Programming: Data types

Arduino IDE, data types, programming

When learning a new programming language, like the arduino, you can always see that there are different type of data to declare the variables and constants that can be handled during the program. These types of data vary in length and type depending on the language or platform (architecture) for which you are programming, although in many cases they are similar.

In this tutorial You will be able to learn what this type of data is, how many there are, why they differ, etc. This way, when you write source code, you will have a better understanding of what you are doing.

What are data types?

In computing, type of data They are attributes that indicate about the data class (unsigned integer, signed number, floating point, alphanumeric strings, matrices, ...) that is being handled. This also implies certain limitations or restrictions with the data, since they must respect a series of forms and format. They cannot take any value, nor can they trade them in any way.

If we get in the Arduino caseThis development board is nothing more than a small embedded computer, with an MCU or microcontroller composed of a memory, a CPU for processing, and an I / O system.
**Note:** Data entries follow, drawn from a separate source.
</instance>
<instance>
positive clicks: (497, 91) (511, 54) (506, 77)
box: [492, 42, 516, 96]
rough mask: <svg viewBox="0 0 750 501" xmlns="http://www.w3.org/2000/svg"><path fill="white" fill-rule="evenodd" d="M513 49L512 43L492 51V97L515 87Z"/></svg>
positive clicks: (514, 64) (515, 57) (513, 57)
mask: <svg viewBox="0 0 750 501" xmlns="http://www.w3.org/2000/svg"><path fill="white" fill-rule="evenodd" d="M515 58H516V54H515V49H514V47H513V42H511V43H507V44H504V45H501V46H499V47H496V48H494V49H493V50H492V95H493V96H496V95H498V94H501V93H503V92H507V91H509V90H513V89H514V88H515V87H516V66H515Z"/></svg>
In the CPU there is a series of calculation units, such as the ALU or arithmetic-logical unit, which does not care what type of data it is, for it it is simply a matter of doing operations with zeros and ones, but on the side The software does matter, since for the user or the programmer it is necessary to know what it is about (even for the proper functioning of the program, to avoid overflows, vulnerabilities, etc.).

Data types in Arduino IDE

Arduino UNO millis functions

If you already downloaded our free Arduino programming course, or if you already have programming knowledge on this platform or on any other, you will already know that there are several types of data. Specifically, the programming language used by Arduino is based on C ++, so in that sense it is very similar. For example, the most common are:

  • boolean (8 bit): a Boolean data, that is, logical, and that can only take a true or false value.
  • byte (8 bit): can be from 00000000 to 11111111, that is, from 0 to 255 in decimal.
  • tank (8-bit): This byte can contain various types of characters, such as signed numbers between -128 and +127, as well as letters.
  • unsigned char (8-bit): the same as byte.
  • word (16-bit): it is a word composed of 2 bytes, and can be an unsigned number between 0 and 65535.
  • unsignedint (16-bit): an unsigned integer, similar to word.
  • int (16-bit) - A signed integer from -32768 to +32767.
  • unsigned long (32-bit): uses four bytes for greater length, being able to include numbers between 0 and 4294967295.
  • long (32-bit): similar to the previous one, but can include a sign, so it would be between -2147483648 and +2147483647.
  • float (32-bit): is a floating point number, that is, a number with decimals between 3.4028235E38 and 3.4028235E38. Certainly the Atmel Atmega328P microcontroller that Arduino is based on does not have support for floating point numbers and has an 8-bit limit in its architecture. However, they can be used because the compiler is capable of generating code sequences capable of doing the same function only using the simple computational units of the MCU.

There may also be other types of data more complex, such as arrays, pointers, text strings, etc.

Be the first to comment

Leave a Comment

Your email address will not be published. Required fields are marked with *



  1. Responsible for the data: Miguel Ángel Gatón
  2. Purpose of the data: Control SPAM, comment management.
  3. Legitimation: Your consent
  4. Communication of the data: The data will not be communicated to third parties except by legal obligation.
  5. Data storage: Database hosted by Occentus Networks (EU)
  6. Rights: At any time you can limit, recover and delete your information.